Tue Jul 14 18:49:59 UTC 2015

I'm exploring solutions to help us achieve high throughput and 
scalability within the AWS environment.   Specifically, I work in a 
department where we handle and produce video content that results in 
very large files (30GB etc) that must be written to NFS, chopped up and 
copied over on the same mount (there are some odd limits to the code we 
use, but that's outside the scope of this question).

Currently, we're using a commercial vendor with AWS, with dedicated 
Direct Connect instances as the back end to our production.   We're 
maxing out at 350 to 380 MB/s which is not enough.  We expect our 
capacity will double or even triple when we bring on more classes or 
even other entities and we need to find a way to squeeze out as much I/O 
as we can.

Our software model depends on NFS, there's no way around that presently.

Since GlusterFS uses FUSE, I'm concerned about performance, which is a 
key issue.   Sounds like a STRIPE would be appropriate.

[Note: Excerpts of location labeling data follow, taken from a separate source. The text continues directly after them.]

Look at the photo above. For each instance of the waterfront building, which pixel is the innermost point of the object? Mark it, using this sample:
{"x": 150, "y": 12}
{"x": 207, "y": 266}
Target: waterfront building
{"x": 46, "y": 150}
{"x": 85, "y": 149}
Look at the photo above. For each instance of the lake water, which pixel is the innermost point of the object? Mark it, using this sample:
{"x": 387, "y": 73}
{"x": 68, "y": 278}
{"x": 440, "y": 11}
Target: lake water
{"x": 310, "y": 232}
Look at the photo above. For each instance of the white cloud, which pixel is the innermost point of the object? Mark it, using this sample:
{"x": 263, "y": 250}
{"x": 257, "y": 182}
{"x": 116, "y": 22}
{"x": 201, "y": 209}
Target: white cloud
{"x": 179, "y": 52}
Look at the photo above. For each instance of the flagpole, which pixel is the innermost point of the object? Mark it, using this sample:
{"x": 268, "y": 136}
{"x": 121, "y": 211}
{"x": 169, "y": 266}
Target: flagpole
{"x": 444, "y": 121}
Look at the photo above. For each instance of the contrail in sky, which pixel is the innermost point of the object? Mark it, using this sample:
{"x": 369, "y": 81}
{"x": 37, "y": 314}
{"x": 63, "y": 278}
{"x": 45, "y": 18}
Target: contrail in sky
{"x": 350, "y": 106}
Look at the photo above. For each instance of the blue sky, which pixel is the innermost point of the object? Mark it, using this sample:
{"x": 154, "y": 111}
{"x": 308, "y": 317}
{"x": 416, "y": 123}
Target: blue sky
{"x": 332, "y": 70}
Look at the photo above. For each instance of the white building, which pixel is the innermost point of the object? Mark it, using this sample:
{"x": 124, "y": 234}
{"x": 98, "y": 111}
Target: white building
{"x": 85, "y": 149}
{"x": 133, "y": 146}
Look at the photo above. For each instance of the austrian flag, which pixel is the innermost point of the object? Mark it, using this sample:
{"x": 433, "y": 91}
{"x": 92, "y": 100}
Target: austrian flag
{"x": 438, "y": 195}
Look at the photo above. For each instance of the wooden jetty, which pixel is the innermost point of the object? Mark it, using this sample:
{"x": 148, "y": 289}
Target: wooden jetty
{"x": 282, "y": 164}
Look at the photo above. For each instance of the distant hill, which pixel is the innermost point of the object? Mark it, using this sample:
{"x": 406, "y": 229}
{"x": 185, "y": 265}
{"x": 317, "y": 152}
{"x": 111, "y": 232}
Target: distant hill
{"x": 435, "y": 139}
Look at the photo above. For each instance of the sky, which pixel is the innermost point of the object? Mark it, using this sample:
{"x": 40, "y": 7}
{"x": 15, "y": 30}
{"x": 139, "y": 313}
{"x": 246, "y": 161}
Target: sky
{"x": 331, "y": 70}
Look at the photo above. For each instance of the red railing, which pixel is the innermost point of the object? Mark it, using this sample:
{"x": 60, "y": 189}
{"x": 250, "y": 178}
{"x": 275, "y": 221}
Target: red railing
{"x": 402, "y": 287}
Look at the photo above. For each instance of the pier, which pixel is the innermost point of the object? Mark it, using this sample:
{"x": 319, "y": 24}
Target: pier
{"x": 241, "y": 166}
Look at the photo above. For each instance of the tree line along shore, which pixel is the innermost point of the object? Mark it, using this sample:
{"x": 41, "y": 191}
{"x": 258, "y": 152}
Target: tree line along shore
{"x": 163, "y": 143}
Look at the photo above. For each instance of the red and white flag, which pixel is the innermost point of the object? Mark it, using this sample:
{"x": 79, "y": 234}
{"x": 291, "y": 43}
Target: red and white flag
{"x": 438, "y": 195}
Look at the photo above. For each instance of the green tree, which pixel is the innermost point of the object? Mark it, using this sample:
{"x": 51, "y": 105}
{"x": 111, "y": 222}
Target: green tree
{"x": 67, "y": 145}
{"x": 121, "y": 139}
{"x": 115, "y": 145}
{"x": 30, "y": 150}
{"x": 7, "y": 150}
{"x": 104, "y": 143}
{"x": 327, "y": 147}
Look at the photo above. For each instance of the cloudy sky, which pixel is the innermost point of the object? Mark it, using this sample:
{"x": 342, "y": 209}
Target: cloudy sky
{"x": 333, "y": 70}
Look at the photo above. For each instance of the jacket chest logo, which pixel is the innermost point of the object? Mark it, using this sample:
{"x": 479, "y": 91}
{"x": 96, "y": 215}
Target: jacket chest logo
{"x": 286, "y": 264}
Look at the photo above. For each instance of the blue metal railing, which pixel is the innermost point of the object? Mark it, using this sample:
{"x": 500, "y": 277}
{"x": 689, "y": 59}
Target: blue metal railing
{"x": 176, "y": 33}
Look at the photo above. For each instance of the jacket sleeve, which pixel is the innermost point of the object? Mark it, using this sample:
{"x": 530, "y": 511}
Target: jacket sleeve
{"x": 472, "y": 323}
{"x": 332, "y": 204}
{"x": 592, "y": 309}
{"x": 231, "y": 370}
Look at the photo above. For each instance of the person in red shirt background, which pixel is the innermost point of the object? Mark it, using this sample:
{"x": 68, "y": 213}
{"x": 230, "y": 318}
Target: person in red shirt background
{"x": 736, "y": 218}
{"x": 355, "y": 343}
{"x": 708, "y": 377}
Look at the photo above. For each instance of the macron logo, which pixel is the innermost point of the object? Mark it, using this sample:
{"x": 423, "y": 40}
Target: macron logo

My basic understanding of Gluster is the ability to include several 
"bricks" which could be multiples of either dedicated EBS volumes or 
even multiple instances of the above commercial vendor, served up via 
NFS namespace, which would be transparently a single namespace to client 
connections.   The I/O could be distributed in this manner.

I wonder if someone here with more experience with the above might 
elaborate on whether GlusterFS could be used in the above scenario. 
Specifically, performance I/O.  We'd really like to gain upwards as much 
as possible, like 700 Mb/s and 1 GB/s and up if possible.

Thanks in advance.